[OpenAFS] Re: heartbeat and OpenAFS
Brent A Nelson
brent@phys.ufl.edu
Wed, 26 Mar 2003 19:39:42 -0500 (EST)
Well, failover still isn't working.
I'm now using NetInfo to restrict the fileserver to reporting only the
failover address to the volume database. It's kind of awkward in my
setup, as I do want both servers to be always active as database servers,
so I have to start them without the NetInfo file and then move the NetInfo
file into place later before starting fileserver.
However, I seem to have the same problem that was discussed in December
regarding IP aliases on Solaris boxes (see the "multiple network
interfaces in AFS" thread), although my servers are Linux: the fileserver
answers a client request presumably through the main IP address of the
machine rather than the failover IP, and, even though the volume database
only lists the failover address, the client erroneously learns the main IP
of the machine. When I failover that machine, the client complains that
it lost contact with the fileserver.
Has anyone figured out a workaround for this or come up with a patch?

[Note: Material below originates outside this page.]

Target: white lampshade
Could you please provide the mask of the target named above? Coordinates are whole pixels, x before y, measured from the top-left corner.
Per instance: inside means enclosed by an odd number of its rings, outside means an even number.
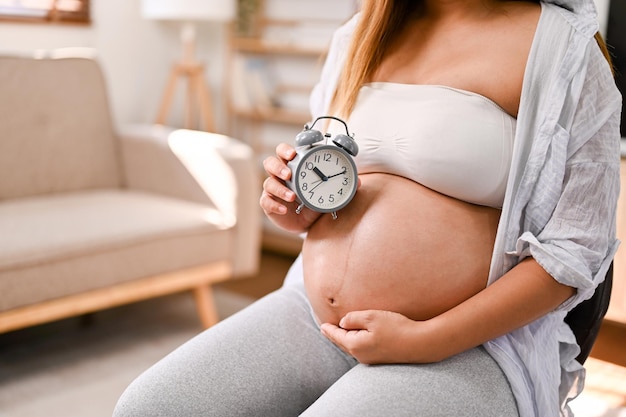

Perhaps if fileserver only binds to the interfaces permitted by
NetInfo/NetRestrict (or, even better, had command-line options for
this).
Thanks,
Brent
On Mon, 17 Mar 2003, Marc Schmitt wrote:
> Hi Brent,
>
> I assume your're using /usr/afs/local/NetInfo and
> /usr/afs/local/NetRestrict to restrict the IP address to the failover IP
> and use the heartbeat IPsrcaddr resource script to make packets appear
> from the failover IP and not from the *real* IP of the HA servers?
>
> Greetz
> Marc
>
> Brent A Nelson wrote:
> > Cool. I shutdown the bosserver on one machine, hexedited the sysid file
> > to match the UUID of the other server, did "vos changeaddr -remove" on the
> > addresses listed under the old UUID (from "vos listaddr -printuuid"),
> > restarted bos, failed-over the file server, and it worked!
> >
> > The server-side fails over very quickly (a few seconds, depending on how
> > long salvage takes), but active clients do experience some sort of timeout
> > of a couple of minutes or so, even with the failover IP address... Any
> > suggestions on how I might further minimize this delay?
> >
> > Thanks,
> >
> > Brent
>
>